Comme plusieurs autres institutions sur le continent africain, le CERDOTOLA a connu des moments difficiles tout au long du parcours. Ces moments n’ont heureusement pas enterré cette institution internationale créée en 1977 très engagée  sur le chantier d’une nouvelle vision de développement en Afrique en se fondant sur les rapports entre les démarches politiques et la prise en compte des cultures et traditions africaines. «  Le CERDOTOLA est mal connu parce qu’il a passé quarante ans à s'organiser et aujourd'hui les bases sont posées pour que l'Afrique jouisse des outils culturels et scientifiques » a précisé le Secrétaire Exécutif, Charles Binam Bikoi. L’heure est peut être donc arrive pour cette Institution de jouer plus que jamais son rôle peut-on donc comprendre à travers ces propos. Des propos qui tombent à point nommé dans un contexte où le continent est à la croisée des chemins, un contexte où le continent est à la recherche de son modèle pour retrouver sa place, celle que plusieurs travaux de recherchent comme le berceau de nombreuses civilisations, le continent où est partie la lumière qui éclaire pourtant plutôt ailleurs aujourd’hui.

Un menu alléchant pour fêter le quarantième anniversaire du CERDOTOLA

Place sous le haut patronage du Chef de l’Etat camerounais, le palais des congrès de Yaoundé s’apprête à accueillir ce grand évènement unique qui va regrouper certains savants africains et des artistes de renom à l'instar du styliste Al Fati, le saxophoniste camerounais Manu Dibango pour citer que ces célébrités.. Pour le meubler durant les cinq jours, plusieurs articulations sont au rendez-vous.

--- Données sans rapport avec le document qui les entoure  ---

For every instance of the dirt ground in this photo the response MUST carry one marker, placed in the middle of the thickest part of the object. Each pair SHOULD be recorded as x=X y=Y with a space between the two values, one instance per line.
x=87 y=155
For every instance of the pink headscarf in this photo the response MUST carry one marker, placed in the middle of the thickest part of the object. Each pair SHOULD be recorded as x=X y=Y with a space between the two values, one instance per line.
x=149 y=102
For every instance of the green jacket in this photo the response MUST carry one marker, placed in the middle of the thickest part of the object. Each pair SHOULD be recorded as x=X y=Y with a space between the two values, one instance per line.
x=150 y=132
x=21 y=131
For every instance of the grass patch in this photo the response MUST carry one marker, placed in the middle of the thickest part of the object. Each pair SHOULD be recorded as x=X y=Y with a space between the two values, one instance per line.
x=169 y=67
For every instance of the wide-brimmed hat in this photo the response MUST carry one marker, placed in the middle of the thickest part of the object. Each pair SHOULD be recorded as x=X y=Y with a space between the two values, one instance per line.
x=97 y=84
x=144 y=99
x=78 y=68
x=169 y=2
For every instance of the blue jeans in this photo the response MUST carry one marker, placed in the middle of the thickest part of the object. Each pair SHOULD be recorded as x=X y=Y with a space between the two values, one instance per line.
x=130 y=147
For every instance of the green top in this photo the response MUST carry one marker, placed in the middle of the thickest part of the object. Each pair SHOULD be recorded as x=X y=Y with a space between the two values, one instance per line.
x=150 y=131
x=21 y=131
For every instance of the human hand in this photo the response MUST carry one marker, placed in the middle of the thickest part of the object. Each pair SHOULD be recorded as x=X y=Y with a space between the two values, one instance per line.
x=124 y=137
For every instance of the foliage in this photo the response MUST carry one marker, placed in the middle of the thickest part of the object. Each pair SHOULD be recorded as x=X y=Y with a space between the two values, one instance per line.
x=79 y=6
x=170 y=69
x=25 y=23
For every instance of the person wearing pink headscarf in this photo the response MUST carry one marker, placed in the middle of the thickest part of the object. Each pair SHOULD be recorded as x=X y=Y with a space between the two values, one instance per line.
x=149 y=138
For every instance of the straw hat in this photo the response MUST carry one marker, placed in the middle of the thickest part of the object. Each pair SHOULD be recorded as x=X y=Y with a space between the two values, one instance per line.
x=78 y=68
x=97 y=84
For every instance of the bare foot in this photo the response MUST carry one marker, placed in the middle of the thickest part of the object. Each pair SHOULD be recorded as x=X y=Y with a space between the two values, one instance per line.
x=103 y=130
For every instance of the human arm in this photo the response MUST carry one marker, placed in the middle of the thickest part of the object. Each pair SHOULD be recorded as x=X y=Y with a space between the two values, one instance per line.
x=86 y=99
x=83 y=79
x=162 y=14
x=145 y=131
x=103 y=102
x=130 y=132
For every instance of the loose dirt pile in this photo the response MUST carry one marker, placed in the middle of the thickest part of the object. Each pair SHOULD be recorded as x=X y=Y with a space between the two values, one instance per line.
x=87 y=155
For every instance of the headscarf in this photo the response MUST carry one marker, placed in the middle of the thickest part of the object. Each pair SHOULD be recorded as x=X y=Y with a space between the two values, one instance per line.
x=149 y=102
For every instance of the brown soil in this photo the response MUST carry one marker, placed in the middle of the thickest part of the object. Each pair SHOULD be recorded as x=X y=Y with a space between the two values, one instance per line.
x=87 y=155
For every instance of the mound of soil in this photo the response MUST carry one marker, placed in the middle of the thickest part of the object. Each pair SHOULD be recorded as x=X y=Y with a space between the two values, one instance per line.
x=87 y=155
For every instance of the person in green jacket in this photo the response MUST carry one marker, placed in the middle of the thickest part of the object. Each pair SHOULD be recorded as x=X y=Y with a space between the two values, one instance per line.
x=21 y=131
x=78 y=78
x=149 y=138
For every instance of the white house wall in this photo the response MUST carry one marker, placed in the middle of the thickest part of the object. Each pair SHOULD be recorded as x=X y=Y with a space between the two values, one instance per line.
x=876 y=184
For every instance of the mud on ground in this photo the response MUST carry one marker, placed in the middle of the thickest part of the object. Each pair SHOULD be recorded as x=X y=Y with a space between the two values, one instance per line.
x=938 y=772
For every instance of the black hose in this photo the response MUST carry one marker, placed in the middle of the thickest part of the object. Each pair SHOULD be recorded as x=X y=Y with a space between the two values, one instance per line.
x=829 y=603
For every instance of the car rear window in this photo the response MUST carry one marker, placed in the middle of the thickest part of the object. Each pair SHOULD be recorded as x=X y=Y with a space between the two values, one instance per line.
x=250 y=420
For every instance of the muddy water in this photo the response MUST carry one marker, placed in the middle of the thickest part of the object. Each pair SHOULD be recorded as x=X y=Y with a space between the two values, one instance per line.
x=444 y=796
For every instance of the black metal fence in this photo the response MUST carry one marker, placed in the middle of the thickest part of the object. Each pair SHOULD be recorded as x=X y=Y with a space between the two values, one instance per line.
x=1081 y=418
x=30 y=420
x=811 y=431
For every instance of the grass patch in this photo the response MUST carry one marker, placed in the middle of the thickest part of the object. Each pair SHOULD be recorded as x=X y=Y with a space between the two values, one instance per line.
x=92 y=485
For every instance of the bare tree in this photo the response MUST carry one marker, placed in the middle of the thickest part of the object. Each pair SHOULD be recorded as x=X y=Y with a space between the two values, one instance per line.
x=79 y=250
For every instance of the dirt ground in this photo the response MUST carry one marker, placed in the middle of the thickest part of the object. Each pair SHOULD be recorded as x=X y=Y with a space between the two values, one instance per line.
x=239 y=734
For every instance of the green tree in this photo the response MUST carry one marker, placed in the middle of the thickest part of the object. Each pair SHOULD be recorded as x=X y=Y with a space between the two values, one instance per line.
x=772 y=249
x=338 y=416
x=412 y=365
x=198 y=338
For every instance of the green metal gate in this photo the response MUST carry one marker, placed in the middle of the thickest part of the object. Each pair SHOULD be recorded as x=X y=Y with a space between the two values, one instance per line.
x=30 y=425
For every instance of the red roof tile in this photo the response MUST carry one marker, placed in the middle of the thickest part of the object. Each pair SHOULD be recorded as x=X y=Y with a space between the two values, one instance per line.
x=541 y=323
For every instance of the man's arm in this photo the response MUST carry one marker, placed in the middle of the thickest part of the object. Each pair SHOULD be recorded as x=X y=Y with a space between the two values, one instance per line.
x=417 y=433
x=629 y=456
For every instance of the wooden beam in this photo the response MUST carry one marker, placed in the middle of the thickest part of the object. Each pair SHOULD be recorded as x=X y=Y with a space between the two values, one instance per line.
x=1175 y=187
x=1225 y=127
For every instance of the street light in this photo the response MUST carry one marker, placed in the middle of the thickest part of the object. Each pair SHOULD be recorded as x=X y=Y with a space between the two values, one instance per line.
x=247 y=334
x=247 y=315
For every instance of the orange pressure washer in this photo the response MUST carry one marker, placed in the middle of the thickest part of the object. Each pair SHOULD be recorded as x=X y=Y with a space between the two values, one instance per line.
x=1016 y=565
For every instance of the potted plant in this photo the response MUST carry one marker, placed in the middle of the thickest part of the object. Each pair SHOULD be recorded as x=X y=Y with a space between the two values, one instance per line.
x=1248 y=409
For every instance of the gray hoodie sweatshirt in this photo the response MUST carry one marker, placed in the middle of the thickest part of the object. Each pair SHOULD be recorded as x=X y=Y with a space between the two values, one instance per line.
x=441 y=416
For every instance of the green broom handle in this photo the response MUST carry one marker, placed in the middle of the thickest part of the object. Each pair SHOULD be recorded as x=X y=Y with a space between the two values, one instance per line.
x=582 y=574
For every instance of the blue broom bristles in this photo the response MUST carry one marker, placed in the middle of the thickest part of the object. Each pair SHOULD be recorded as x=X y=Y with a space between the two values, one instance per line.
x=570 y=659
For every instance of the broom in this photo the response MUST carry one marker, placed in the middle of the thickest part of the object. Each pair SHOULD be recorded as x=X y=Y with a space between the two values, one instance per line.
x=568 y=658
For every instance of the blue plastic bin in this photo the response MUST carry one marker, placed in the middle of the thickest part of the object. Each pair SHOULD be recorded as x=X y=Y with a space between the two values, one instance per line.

On peut citer entre autres, le sommet des Institutions Culturelles d'Afrique et de la Diaspora Africaine(SICADIA) et  le colloque international CERDOTOLA 2017 sur les institutions. A noter aussi, la grande exposition « Village Ubuntu » destinée à illustrer l'actualité et la diversité des savoirs patrimoniaux, le défilé de mode, de la haute couture africaine, les nuits du CERDOTOLA , les concours et jeux sapientiaux.  Un rendez-vous à ne manquer selon les organisateurs qui veulent aussi que l’on retienne que le Centre International et Recherche et Documentation sur les Traditions et les Langues Africaines (CERDOTOLA) veut asseoir une pensée africaine « qui n'est pas une pensée pour dire moi,  je porte aussi un costume. Mais pour dire, je suis moi, mais le costume que je porte est mien. Je l'ai choisi pour porter, pas pour ressembler à quelqu'un ».